They may not have come as a huge surprise given the depth at this year’s training camp, but that doesn’t mean they were easy.
The Checkers aren’t used to dealing with the headaches caused by this year’s cuts. Just as the NHL’s work stoppage has resulted in increased talent in the AHL for the time being, the same will also be true of lower leagues, with only so many jobs to go around.
This time around, players who would be in the AHL to start any other season and were on track to do so as recently as a month ago, fell victim.
“It’s a trickle-down effect, and it’s unfortunate,” said Checkers coach Jeff Daniels. “You have a guy like (John) Muse who played really well for us last year, and that was a tough one. Then there’s (Justin) Shugg , a skilled guy that can score that also showed us something last year.
“The rest of them are just young guys that need to play, and this is the best thing for their development. When the lockout ends, we’ll want them to be ready to come up and help us.”
On the other side of the situation, a few players left standing after the Checkers trimmed their roster by seven players on Monday are also quite notable. First is goalie Dan Ellis, an NHL veteran who joined camp at the last minute on a tryout contract, and Victor Rask, a young but talented offensive prospect.
Ellis, 32, has won a position on the opening-night roster for the time being. Together with Justin Peters, he’ll form a tandem with experience at both the AHL and NHL levels. However, with no immediate change to his contract status, he’s not feeling a great deal different than he did prior to becoming one of the last two netminders on the roster.
“The first step is to make the team out of camp, but overall nothing’s changed,” said Ellis, who stopped all 20 shots he faced in roughly 30 minutes of exhibition play on Sunday. “It’s still a tryout contract, and those are pretty easy to rip up.”
That will be a new situation for Ellis, who’s had a standard contract ever since leaving the University of Nebraska-Omaha in 2003. While there’s naturally some added pressure, he said that could actually be a good thing.
“There’s no security to it, but it has a weird way of preparing you in a way a regular contract doesn’t,” said Ellis, who was unable to find another NHL team after the Anaheim Ducks allowed him to depart following an injury-riddled season. “It forces you to do all the little things right, and there’s actually a lot of good benefits to it. It makes you be a better athlete, and could be what I need to kick start my career.”

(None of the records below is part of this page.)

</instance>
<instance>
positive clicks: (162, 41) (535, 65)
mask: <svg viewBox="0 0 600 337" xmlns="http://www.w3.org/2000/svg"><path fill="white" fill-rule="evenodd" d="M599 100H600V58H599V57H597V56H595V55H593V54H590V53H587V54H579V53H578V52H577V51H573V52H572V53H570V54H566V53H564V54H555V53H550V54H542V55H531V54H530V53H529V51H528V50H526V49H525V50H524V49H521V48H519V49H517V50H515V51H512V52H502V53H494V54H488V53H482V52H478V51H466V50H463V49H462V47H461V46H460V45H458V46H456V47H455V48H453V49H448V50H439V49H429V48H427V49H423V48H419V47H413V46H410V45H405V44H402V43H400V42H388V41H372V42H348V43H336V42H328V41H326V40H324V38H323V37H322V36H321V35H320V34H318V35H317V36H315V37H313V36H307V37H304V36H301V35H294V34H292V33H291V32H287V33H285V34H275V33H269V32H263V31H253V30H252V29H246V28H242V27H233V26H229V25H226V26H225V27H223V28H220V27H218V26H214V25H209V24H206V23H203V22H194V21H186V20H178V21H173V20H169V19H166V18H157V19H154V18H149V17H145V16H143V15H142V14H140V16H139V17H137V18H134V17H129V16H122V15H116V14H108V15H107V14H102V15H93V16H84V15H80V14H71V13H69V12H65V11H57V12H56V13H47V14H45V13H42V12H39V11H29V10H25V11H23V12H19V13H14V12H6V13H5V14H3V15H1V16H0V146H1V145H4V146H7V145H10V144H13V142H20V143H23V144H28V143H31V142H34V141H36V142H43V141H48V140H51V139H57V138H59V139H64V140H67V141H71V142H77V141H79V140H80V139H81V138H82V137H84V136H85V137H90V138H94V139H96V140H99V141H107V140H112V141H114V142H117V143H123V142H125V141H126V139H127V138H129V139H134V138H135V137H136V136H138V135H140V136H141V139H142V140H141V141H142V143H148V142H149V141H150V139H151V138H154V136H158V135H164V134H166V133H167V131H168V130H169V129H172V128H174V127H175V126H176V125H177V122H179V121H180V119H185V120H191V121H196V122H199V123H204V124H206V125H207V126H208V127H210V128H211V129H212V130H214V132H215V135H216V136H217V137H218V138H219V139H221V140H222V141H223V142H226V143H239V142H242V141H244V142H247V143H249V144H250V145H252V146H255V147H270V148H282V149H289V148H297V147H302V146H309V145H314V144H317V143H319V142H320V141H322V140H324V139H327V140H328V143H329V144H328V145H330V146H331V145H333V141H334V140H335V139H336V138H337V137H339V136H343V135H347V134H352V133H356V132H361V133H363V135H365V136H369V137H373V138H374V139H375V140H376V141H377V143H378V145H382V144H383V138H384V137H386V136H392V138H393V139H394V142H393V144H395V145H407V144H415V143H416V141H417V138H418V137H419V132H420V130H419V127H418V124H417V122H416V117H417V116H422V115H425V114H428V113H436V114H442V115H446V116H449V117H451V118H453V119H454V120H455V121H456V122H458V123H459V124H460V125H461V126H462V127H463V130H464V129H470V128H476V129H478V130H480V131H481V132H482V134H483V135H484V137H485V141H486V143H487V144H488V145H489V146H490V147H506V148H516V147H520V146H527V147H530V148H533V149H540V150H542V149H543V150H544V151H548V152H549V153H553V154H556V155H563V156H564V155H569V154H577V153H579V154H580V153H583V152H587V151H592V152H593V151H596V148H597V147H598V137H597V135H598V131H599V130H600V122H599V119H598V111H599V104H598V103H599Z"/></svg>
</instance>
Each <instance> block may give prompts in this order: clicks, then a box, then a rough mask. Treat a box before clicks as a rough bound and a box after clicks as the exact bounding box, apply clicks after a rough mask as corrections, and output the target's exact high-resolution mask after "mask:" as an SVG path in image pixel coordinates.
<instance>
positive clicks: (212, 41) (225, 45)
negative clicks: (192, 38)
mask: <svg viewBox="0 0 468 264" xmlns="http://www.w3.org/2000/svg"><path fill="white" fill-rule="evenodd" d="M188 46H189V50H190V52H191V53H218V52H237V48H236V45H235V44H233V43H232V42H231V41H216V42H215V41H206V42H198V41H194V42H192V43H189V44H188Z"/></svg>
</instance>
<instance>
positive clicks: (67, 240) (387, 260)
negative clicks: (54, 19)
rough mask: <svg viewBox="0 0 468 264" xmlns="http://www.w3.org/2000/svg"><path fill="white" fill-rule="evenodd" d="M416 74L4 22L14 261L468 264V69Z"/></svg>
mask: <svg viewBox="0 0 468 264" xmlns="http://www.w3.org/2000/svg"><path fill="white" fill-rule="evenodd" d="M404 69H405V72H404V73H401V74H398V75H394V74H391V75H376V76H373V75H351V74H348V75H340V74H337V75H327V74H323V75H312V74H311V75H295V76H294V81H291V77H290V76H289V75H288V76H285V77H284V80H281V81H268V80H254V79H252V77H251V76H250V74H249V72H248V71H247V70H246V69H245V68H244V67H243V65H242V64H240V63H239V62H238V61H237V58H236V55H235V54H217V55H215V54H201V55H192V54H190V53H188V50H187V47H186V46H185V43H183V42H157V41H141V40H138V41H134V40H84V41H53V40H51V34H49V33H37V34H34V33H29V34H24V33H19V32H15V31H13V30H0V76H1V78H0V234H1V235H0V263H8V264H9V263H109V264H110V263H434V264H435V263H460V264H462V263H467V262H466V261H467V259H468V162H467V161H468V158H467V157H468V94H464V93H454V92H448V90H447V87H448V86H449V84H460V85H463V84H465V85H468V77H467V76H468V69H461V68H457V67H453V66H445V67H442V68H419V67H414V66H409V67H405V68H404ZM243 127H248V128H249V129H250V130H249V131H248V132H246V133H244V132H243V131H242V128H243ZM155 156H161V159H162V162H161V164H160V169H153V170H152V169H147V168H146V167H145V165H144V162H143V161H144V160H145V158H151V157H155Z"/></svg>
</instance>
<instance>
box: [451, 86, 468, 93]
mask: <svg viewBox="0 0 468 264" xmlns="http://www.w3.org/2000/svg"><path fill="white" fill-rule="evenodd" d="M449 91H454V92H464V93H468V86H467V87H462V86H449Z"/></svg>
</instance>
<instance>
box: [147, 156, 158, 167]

Ellis can at least go through the week knowing he’ll be on a plane headed toward Houston for the regular-season opener this Saturday, which isn’t something Rask can say. The 19-year-old center, who was the youngest player at this year’s camp, knows that, despite making the final 24, he could be headed back to his junior team in Calgary at any time.
“I have no idea what’s going to happen,” said Rask, who scored in the second red-white scrimmage last week and added another in Sunday’s exhibition win over Norfolk. “Since I came here it’s been like that, and it’s just something I have to learn to live with.
“It’s been a good ride so far, and I just have to keep working hard and doing my best.”
Given the depth at this year’s camp, particularly at center, Rask said he didn’t have firm expectations to stick around this long, but has adjusted well with the help of teammates, particularly another young European in defenseman Rasmus Rissanen. Beginning at Sunday’s game and continuing to Tuesday’s practice, he was in what should be a prominent scoring spot between returning veterans Drayson Bowman and Jerome Samson.
“You always have goals and my goal was to make the team,” said Rask. “There are still a lot of guys here, and I’m just going to keep doing my best.”
Daniels said that a decision on Rask and perhaps others would be made in the coming days.
“It’s a free look at him,” said Daniels of the Carolina Hurricanes’ second-round pick in 2011. “There’s no real deadline on when we have to do anything, so we’ll take it day-by-day.”
In the meantime, Daniels said his team will continue to work after what he described as an “OK” performance in Norfolk over the weekend. The team split two games with the Admirals and by all accounts played much better in Sunday’s 4-3 win than in Saturday’s 3-0 loss.
“It’s a process,” said Daniels. “There were some good things and some bad things. We threw a lot at these guys in terms of learning new systems last week, and we’ll spend more time hammering that home and working on power play and penalty kill.”